China: “A educação política dos EUA com o anúncio sobre Harvard”
A China condena a decisão do presidente dos EUA, Donald Trump, sob o pedido de estudantes estrangeiros da Universidade de Havard, chamou um movimento de “para a politização da educação”. É o comentário do porta -voz do Ministério das Relações Exteriores de Mao Ning, expresso no briefing diário.
Alemanha: “A decisão de Trump em Harvard é desastrosa, o Revochi”
A decisão do governo dos Estados Unidos de não aceitar mais estudantes estrangeiros em Harvard “infelizmente, infelizmente”, “não é um sinal positivo ou para as gerações mais jovens nem para o mundo livre. E espero sinceramente que o governo dos Estados Unidos cancele essa decisão porque é realmente desastrosa”. O Ministro Alemão de Pesquisa, Tecnologia e Espaço, Dorothee Bar, em Bruxelas para o Conselho de Competitividade, dedicado à pesquisa e espaço, disse isso.
“Como a disputa sobre os deveres, ninguém é necessário, há perdedores de ambos os lados – barra adicionada – é por isso que foi realmente uma decisão, realmente errada e espero tanto que mude”.

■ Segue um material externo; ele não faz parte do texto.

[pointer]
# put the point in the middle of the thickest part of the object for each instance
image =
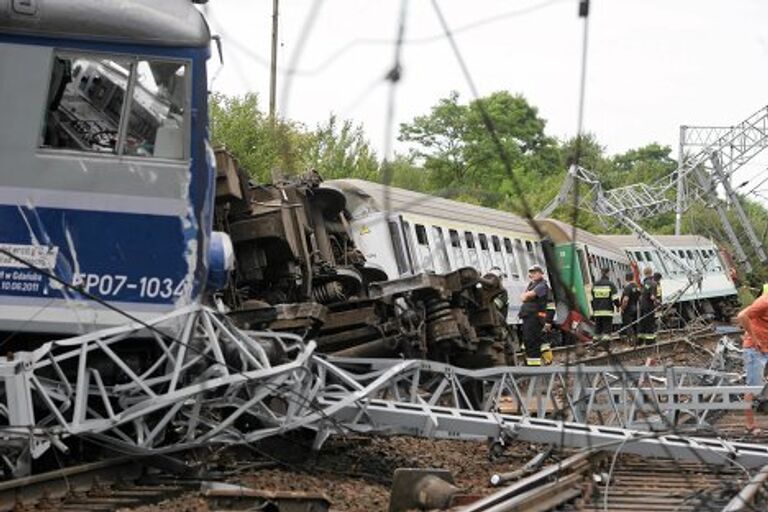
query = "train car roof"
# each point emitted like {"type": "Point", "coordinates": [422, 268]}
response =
{"type": "Point", "coordinates": [406, 201]}
{"type": "Point", "coordinates": [152, 22]}
{"type": "Point", "coordinates": [561, 232]}
{"type": "Point", "coordinates": [665, 240]}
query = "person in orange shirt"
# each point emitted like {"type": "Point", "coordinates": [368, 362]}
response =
{"type": "Point", "coordinates": [754, 320]}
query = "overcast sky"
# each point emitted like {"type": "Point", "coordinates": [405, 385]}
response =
{"type": "Point", "coordinates": [652, 65]}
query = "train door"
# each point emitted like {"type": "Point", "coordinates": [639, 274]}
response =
{"type": "Point", "coordinates": [485, 253]}
{"type": "Point", "coordinates": [513, 269]}
{"type": "Point", "coordinates": [423, 250]}
{"type": "Point", "coordinates": [471, 248]}
{"type": "Point", "coordinates": [497, 257]}
{"type": "Point", "coordinates": [381, 240]}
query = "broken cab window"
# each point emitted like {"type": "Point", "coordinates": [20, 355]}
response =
{"type": "Point", "coordinates": [156, 121]}
{"type": "Point", "coordinates": [85, 102]}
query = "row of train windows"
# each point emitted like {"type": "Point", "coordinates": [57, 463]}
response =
{"type": "Point", "coordinates": [708, 257]}
{"type": "Point", "coordinates": [519, 254]}
{"type": "Point", "coordinates": [617, 272]}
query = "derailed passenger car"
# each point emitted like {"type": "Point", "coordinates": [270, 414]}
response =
{"type": "Point", "coordinates": [106, 169]}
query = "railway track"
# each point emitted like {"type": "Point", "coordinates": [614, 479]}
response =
{"type": "Point", "coordinates": [127, 483]}
{"type": "Point", "coordinates": [596, 482]}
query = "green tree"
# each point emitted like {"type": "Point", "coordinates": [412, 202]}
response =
{"type": "Point", "coordinates": [339, 149]}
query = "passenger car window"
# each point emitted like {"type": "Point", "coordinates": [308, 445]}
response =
{"type": "Point", "coordinates": [112, 105]}
{"type": "Point", "coordinates": [85, 103]}
{"type": "Point", "coordinates": [421, 234]}
{"type": "Point", "coordinates": [156, 121]}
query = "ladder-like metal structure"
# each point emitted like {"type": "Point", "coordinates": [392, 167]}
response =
{"type": "Point", "coordinates": [720, 151]}
{"type": "Point", "coordinates": [216, 384]}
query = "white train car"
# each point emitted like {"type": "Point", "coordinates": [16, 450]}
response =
{"type": "Point", "coordinates": [405, 232]}
{"type": "Point", "coordinates": [717, 296]}
{"type": "Point", "coordinates": [580, 256]}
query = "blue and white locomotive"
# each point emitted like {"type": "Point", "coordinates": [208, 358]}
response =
{"type": "Point", "coordinates": [107, 172]}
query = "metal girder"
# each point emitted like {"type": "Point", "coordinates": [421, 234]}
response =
{"type": "Point", "coordinates": [381, 416]}
{"type": "Point", "coordinates": [204, 379]}
{"type": "Point", "coordinates": [649, 398]}
{"type": "Point", "coordinates": [214, 384]}
{"type": "Point", "coordinates": [596, 200]}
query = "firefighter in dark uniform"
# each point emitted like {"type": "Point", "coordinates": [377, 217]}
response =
{"type": "Point", "coordinates": [533, 313]}
{"type": "Point", "coordinates": [657, 278]}
{"type": "Point", "coordinates": [494, 279]}
{"type": "Point", "coordinates": [605, 297]}
{"type": "Point", "coordinates": [630, 297]}
{"type": "Point", "coordinates": [648, 301]}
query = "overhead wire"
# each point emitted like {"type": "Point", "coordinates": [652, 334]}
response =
{"type": "Point", "coordinates": [300, 400]}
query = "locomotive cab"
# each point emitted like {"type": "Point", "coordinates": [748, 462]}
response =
{"type": "Point", "coordinates": [106, 191]}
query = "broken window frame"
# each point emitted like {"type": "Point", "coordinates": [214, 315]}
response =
{"type": "Point", "coordinates": [132, 60]}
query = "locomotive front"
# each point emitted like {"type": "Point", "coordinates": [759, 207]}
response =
{"type": "Point", "coordinates": [107, 174]}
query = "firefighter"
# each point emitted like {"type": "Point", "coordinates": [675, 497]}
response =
{"type": "Point", "coordinates": [533, 313]}
{"type": "Point", "coordinates": [493, 283]}
{"type": "Point", "coordinates": [648, 302]}
{"type": "Point", "coordinates": [605, 298]}
{"type": "Point", "coordinates": [657, 278]}
{"type": "Point", "coordinates": [630, 297]}
{"type": "Point", "coordinates": [501, 299]}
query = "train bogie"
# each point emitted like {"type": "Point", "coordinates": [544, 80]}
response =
{"type": "Point", "coordinates": [106, 193]}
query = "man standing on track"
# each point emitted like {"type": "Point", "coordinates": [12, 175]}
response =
{"type": "Point", "coordinates": [533, 313]}
{"type": "Point", "coordinates": [604, 298]}
{"type": "Point", "coordinates": [648, 302]}
{"type": "Point", "coordinates": [754, 321]}
{"type": "Point", "coordinates": [630, 297]}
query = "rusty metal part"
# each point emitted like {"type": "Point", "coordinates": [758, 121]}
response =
{"type": "Point", "coordinates": [529, 467]}
{"type": "Point", "coordinates": [745, 500]}
{"type": "Point", "coordinates": [423, 489]}
{"type": "Point", "coordinates": [236, 497]}
{"type": "Point", "coordinates": [106, 485]}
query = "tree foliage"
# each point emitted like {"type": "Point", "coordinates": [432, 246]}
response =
{"type": "Point", "coordinates": [454, 153]}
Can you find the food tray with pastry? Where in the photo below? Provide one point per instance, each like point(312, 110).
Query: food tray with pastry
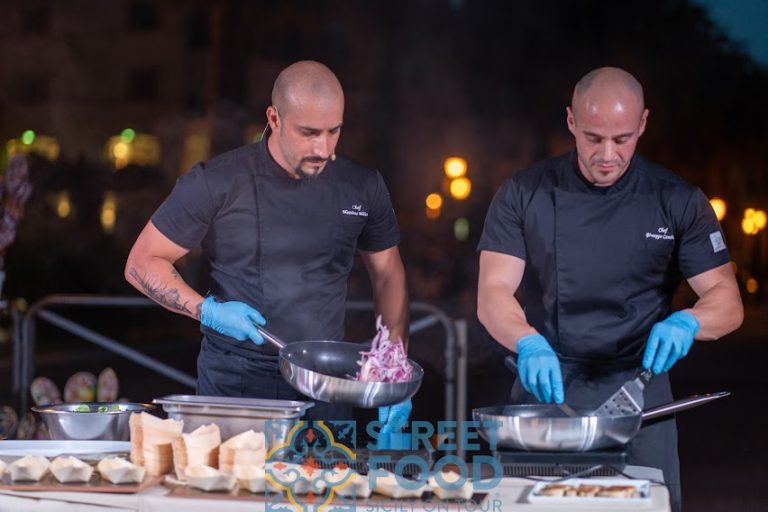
point(70, 473)
point(593, 491)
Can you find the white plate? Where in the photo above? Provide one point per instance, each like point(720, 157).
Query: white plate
point(55, 448)
point(643, 492)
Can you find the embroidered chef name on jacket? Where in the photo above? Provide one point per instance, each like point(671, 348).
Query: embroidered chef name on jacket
point(356, 210)
point(661, 234)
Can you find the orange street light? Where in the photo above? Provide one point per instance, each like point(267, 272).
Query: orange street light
point(719, 206)
point(753, 221)
point(455, 167)
point(460, 188)
point(434, 201)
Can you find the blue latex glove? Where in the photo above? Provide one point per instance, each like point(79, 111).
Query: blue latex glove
point(539, 369)
point(394, 417)
point(669, 341)
point(233, 319)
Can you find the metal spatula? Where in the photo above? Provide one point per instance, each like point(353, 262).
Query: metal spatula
point(628, 400)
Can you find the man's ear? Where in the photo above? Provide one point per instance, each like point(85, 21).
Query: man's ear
point(570, 120)
point(643, 122)
point(273, 118)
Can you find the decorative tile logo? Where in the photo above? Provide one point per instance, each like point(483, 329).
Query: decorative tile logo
point(304, 472)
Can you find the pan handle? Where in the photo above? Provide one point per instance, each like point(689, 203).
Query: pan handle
point(277, 342)
point(681, 405)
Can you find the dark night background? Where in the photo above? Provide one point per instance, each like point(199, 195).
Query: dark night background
point(424, 80)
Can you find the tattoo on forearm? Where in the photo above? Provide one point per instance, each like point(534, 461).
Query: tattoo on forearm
point(161, 293)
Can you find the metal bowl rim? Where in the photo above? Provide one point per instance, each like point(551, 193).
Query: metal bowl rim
point(58, 408)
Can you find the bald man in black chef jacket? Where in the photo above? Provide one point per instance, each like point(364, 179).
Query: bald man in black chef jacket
point(279, 223)
point(579, 259)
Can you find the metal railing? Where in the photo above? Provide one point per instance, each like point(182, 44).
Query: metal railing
point(25, 338)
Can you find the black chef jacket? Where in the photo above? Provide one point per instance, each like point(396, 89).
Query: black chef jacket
point(602, 264)
point(284, 246)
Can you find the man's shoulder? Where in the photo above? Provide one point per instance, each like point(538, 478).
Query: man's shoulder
point(352, 172)
point(540, 172)
point(662, 176)
point(235, 161)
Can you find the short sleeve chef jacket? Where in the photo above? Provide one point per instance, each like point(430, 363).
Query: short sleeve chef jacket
point(602, 264)
point(282, 245)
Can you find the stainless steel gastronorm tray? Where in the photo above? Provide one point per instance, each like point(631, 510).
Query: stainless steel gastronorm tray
point(235, 415)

O ministro disse então que estava “muito preocupado” com o que está acontecendo nos Estados Unidos agora “se você olhar as notícias e também os professores que tivemos na Alemanha hoje em dia, vindo dos EUA, contaram histórias que são tudo menos agradáveis”.
Bernini: “As universidades são espaços de liberdade, estamos abertos no mundo”
“No que diz respeito a nós, as universidades sempre foram e serão espaços de liberdade e cosmopolitismo onde o confronto e a alimentação crítica do espírito. Em essência, é onde é construído e alimenta essa cultura democrática que sempre foi uma característica distinta do Ocidente”. Assim, o ministro da Universidade Anna Maria Bernini no caso de Harvard no Huffington Post em um intervalo do Conselho Europeu de Pesquisa.
“Este governo fortaleceu a autonomia das universidades italianas, mudando as regras sobre o recrutamento de professores, protegeu o direito à dissidência, com a única discriminação da violência, nunca proibindo eventos, mesmo em momentos de tensão muito forte e aumentou o financiamento de até 9,4 bilhões de euros, um nível nunca alcançado antes.